I just wanted to write this post to conclude my intuition on the topic.
This sounds like an excellent analysis project.
I have been thinking about three different lines that may give you some things to think about.
I think think that at the most basic level the older brain structures are the initiating force that drives behavior. A baby is mostly a bundle of uncoordinated instincts that drive actions before the cortex is trained to deal with the world.
As the encoding/learning progresses islands of learning form in the various maps and are refined as you continue to experience the world and are “surprised” by things that are different than the previously learned items.
Please look at the Calvin references at the bottom of this post. HTM neurons with Mexican hat connection distribution/sampling are perfect for forming the hex patterns described as a basic unit of organization:
The popular school of thought on distributed/deep learning usually starts from the intuitive approach that the meanings in each map forms automatically which cascades up through the layers to build up to higher level representations. This paper makes a compelling case for the opposite approach - the high-level representation is pushed down through the layers. While this paper focuses on the vision system I can see the concepts described being appropriate throughout the cortex. If you think of this with the lizard brain as the driver for the top-down trainer suddenly a whole bunch of things fall into place:
Deep Predictive Learning: A Comprehensive Model of Three Visual Streams
Randall C. O’Reilly, Dean R. Wyatte, and John Rohrlich
Guys, I just don’t get why this is such an issue. If you wish to improve the encoder then it has to refer back to the reality than generated the original input. Given that then why not start with the original input?
For instance, lets say you are looking at the sunrise and the sun is at X1Y1 in the visual field. So (ignoring inverse mirroring etc) then the yellow light will land on the back of the _r_etina at the same relative place r(x1y1) where it will trigger those retinal cells which are sensitive to yellow light. In turn they send a signal to the _v_isual cortex where the signal is geo-spatially mapped onto V1 so it will arrive at those cells dedicated to processing yellow light at v(x1y1). Given this, then surely the system has the information that there is yellow at x1y1? Prediction in the next time step will then enable the accuracy of the input data to be improved. Thus the encoder [which I see as the combination of sense organ + pre-wired nerve fibre + those cells that receive the input] is able to verify the accuracy of the input by comparing the initial input with the predicted input received in the next time step (i.e. the sunlight which will be expected to be at X1Y1 in the visual field).
I’m at a loss to see how else you can correlate the SDRs to the reality they represent.

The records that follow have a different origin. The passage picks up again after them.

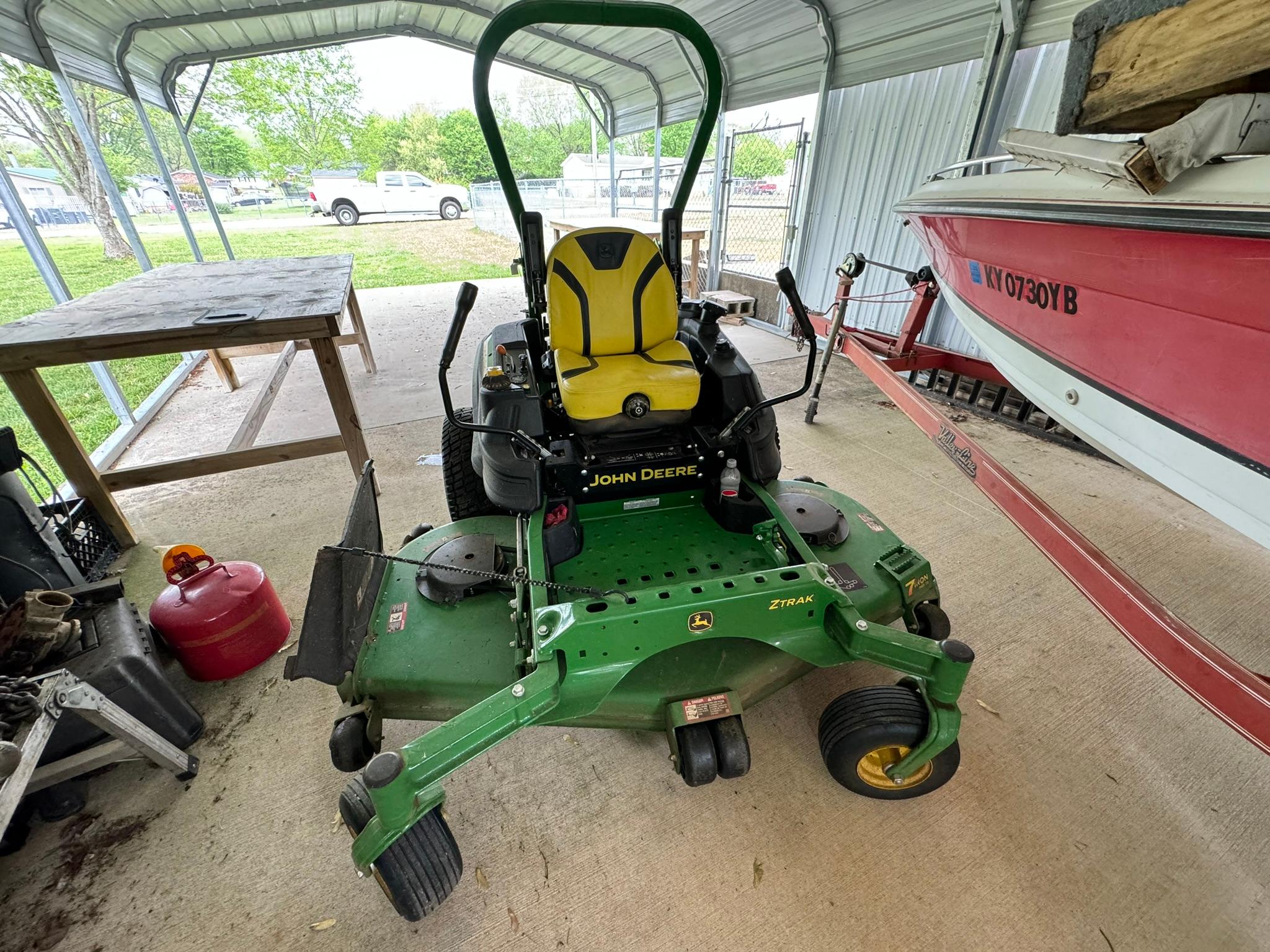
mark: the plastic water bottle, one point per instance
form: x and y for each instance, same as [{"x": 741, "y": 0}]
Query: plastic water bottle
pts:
[{"x": 729, "y": 483}]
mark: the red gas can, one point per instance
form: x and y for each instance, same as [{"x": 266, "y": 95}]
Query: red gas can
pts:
[{"x": 220, "y": 619}]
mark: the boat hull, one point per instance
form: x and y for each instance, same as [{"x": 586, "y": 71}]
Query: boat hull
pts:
[{"x": 1152, "y": 345}]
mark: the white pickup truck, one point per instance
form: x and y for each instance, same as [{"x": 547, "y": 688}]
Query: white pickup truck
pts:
[{"x": 393, "y": 193}]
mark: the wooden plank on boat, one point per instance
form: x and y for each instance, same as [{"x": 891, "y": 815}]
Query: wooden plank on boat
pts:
[{"x": 1140, "y": 66}]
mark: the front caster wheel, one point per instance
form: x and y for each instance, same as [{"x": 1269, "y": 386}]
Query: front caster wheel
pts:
[
  {"x": 420, "y": 870},
  {"x": 866, "y": 730},
  {"x": 732, "y": 747},
  {"x": 698, "y": 763},
  {"x": 933, "y": 622},
  {"x": 351, "y": 747}
]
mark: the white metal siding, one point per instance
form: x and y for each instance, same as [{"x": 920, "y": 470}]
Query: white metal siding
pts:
[{"x": 883, "y": 140}]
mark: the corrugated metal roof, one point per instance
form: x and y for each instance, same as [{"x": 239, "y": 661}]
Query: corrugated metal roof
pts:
[
  {"x": 886, "y": 139},
  {"x": 771, "y": 48}
]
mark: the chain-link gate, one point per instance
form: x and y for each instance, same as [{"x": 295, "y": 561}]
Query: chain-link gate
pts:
[{"x": 763, "y": 175}]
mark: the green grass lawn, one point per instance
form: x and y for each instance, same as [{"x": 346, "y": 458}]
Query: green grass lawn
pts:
[{"x": 388, "y": 254}]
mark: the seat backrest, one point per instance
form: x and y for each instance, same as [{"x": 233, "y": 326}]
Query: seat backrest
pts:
[{"x": 609, "y": 293}]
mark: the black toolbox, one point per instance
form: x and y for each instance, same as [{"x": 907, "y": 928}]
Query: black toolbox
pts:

Or am I making some basic error here ?
That would be awesome if you did not move and if your eyes did not move. As you go about doing whatever it is you are doing everything is changing all the time.
The tiger that might eat you can be anywhere in your visual field (in any orientation) and it is important that you recognise if from as far away as its possible, even if it is part of a mixed scene with similary colored items. Learning a fixed object in a fixed part of the visual field is simple but not very helpful fo real critters.
This is true but the idea proposed is that the architecture and algorithmic processing of the encoder could be changed using the feedback from the HTM regions. The predictions will always rely on the encoding and after time all predictions will be accustomed to the new type of encoding. If you are saying that the prediction could be checked with the real data using supervised methods then that’s an interesting point.
I concur, you cannot do this since the SDRs will be a result of the encoded data stream and they cannot be used to predict the accuracy of the encoding.